Congrats guys, you did the Western Conference proud. Ginobili is cold blooded, there's not many guys I'd take over him when an important game it at stake.

And congrats to the Frenchie for his MVP award.


----------



## Five5even (Jun 15, 2007)

I quote Bill Walton:



> "Manu Ginobli is one of the greats. Not just of this generation, but of all time."
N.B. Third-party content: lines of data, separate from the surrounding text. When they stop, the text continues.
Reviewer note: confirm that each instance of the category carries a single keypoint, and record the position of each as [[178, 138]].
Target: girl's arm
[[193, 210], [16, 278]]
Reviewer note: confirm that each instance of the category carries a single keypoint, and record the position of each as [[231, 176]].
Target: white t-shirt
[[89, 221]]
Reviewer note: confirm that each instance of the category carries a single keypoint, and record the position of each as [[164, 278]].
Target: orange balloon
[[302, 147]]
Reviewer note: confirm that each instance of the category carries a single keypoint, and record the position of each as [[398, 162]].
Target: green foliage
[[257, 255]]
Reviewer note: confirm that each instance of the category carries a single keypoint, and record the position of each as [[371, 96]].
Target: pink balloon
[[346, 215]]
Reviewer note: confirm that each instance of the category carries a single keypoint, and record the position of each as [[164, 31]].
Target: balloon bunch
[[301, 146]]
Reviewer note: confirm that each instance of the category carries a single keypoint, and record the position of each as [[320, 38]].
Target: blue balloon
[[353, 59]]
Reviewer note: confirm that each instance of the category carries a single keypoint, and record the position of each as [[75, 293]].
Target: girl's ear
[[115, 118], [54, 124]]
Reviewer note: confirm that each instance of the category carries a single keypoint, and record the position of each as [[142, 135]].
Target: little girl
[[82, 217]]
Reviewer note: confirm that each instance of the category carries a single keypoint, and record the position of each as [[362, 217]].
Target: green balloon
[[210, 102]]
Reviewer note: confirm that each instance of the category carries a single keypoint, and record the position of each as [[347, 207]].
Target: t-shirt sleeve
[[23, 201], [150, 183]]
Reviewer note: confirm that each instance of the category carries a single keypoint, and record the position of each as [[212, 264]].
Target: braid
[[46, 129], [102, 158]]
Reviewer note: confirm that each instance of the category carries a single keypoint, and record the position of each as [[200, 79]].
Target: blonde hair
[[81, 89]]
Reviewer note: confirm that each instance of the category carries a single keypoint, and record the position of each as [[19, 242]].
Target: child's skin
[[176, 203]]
well, maybe not. but he did hit some clutch freethrows tonight and showed up in the 4th quarter. Congrats to all spurs fans and a great decade of success.


----------



## TiMVP2 (Jun 19, 2003)

Thanks guys man i feel awesome, went downtown everyones honking, running through the car's giving high fives holding brooms up high showing there spurs gear man this is awesome.


----------



## shookem (Nov 1, 2005)

I want to hear about the parties last night, or maybe there stilling going on.

Pics anyone?


----------



## Basel (Mar 31, 2005)




----------



## FreeMason Jr. (Jul 12, 2004)

shookem said:


> I want to hear about the parties last night, or maybe there stilling going on.
> 
> Pics anyone?


I don't have any pics, but it was pretty crazy. It suddenly stopped storming right after the spurs won. Guess that was God's go ahead to party :yay:


----------



## TheRoc5 (Mar 1, 2005)

ezealen said:


> I don't have any pics, but it was pretty crazy. It suddenly stopped storming right after the spurs won. Guess that was God's go ahead to party :yay:


haha nice


----------